A larger pixel enables the collection of more light, not that they collect more light. Consider this analogy: You have two buckets, one that holds 2 gallons of water and one that holds 1 gallon of water. You put the 2-gallon bucket under the faucet and turn on the water for 1 second. Now you put the 1 gallon bucket under the faucet and turn on the water at the same intensity for one second. Assume the amount of water was not enough to overfill either bucket. Which bucket has more water? (If you answer I hate story problems you fail the class.:w3) If your answer is both buckets have the same amount of water, you are correct. Now what controls how much water is in the bucket? It is not the size of the bucket; it is the force and duration of the water controlled by the fawcet.

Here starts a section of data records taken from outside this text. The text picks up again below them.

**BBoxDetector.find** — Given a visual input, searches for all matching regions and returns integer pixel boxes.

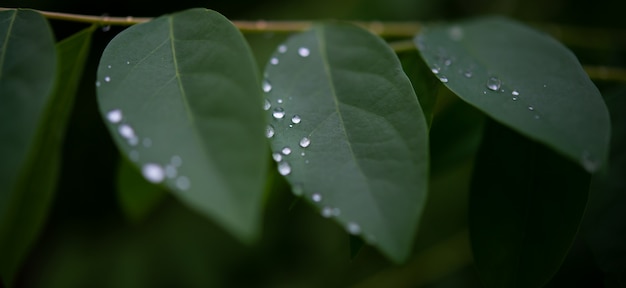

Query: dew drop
[261,79,272,93]
[117,124,135,139]
[298,47,311,57]
[165,164,178,179]
[321,206,333,218]
[272,107,285,119]
[487,77,502,91]
[141,138,152,148]
[300,137,311,148]
[278,162,291,176]
[176,176,191,191]
[346,222,361,235]
[107,109,122,123]
[170,155,183,167]
[128,150,139,162]
[265,125,274,138]
[141,163,165,183]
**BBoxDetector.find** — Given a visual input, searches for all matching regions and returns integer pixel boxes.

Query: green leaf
[117,159,167,223]
[582,87,626,287]
[398,50,441,127]
[416,18,610,172]
[0,11,94,286]
[263,24,428,262]
[469,121,590,287]
[96,9,267,242]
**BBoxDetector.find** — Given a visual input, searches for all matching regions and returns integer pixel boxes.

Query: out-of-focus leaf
[469,121,590,287]
[0,10,93,286]
[262,24,428,262]
[97,9,268,242]
[416,18,610,172]
[117,159,167,223]
[582,88,626,287]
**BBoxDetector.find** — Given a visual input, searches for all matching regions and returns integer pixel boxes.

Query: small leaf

In digital photography, the bucket is the pixel, the faucet is the lens and the time the faucet is on is the exposure time. There is one thing missing in the analogy, and that is focal length which spreads out the light so if the faucet has a spray nozzle on the end the spray would expand a further distance from the faucet. Now for the larger bucket, if it has a larger diameter, it would collect more water because it sees a larger area. But if the smaller bucket were moved closer to the sprayer, so it collected the same angular area, it would also collect the same amount of water. People talk about the same sensor field of view, but there is also the same pixel field of view. When the pixel field of view is the same, regardless of pixel size, the two pixels collect the same amount of light in the same amount of time and produce the same signal-to-noise ratio.
So in the case of digital cameras, the amount of light collected is controlled by the lens, its focal length and the exposure time. The larger pixels only ENABLE the collection of more light when the exposure time is long enough. With digital cameras, that only happens at the lowest ISO. At higher ISO, the buckets (pixels) never get filled.
So to manage noise in digital camera images, one must manage the lens aperture, the focal length, and the exposure time. The focal length manages the pixel field of view. So it is not the pixel that controls the observed noise in an image.
Roger
Thanks. That "visual" helps me understand so much more.